Basic concepts

This page describes basic concepts and definition that you need to know to interact with venueless’ public REST API, such as authentication, pagination and similar definitions.

Authentication

To access the API, you need to present valid authentication credentials. These credentials currently take the form of an JWT token that is issued by a valid identity provider for a given world. The API currently does not allow any access across the scope of one world.

You can send your authorization token in the Authorization Header:

Authorization: Bearer myverysecretjwttoken

Accessing the API requires that your JWT token is granted at least the world.api permission.

Pagination

Most lists of objects returned by venueless’ API will be paginated. The response will take the form of:

{
    "count": 117,
    "next": "https://world.venueless.org/api/v1/organizers/?page=2",
    "previous": null,
    "results": […],
}

As you can see, the response contains the total number of results in the field count. The fields next and previous contain links to the next and previous page of results, respectively, or null if there is no such page. You can use those URLs to retrieve the respective page.

The field results contains a list of objects representing the first results. For most objects, every page contains 50 results.

Errors

Error responses (of type 400-499) are returned in one of the following forms, depending on the type of error. General errors look like:

HTTP/1.1 405 Method Not Allowed
Content-Type: application/json
Content-Length: 42

{"detail": "Method 'DELETE' not allowed."}

Field specific input errors include the name of the offending fields as keys in the response:

HTTP/1.1 400 Bad Request
Content-Type: application/json
Content-Length: 94

{"amount": ["A valid integer is required."], "description": ["This field may not be blank."]}

Data types

All structured API responses are returned in JSON format using standard JSON data types such as integers, floating point numbers, strings, lists, objects and booleans. Most fields can be null as well.

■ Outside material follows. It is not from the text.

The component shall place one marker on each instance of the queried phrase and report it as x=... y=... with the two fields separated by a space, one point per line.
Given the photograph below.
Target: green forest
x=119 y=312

The following table shows some data types that have no native JSON representation and how we serialize them to JSON.

Internal type

JSON representation

Examples

Datetime

String in ISO 8601 format with timezone (normally UTC)

"2017-12-27T10:00:00Z" "2017-12-27T10:00:00.596934Z", "2017-12-27T10:00:00+02:00"

Date

String in ISO 8601 format

2017-12-27

Query parameters

Most list endpoints allow a filtering of the results using query parameters. In this case, booleans should be passed as the string values true and false.

If the ordering parameter is documented for a resource, you can use it to sort the result set by one of the allowed fields. Prepend a - to the field name to reverse the sort order.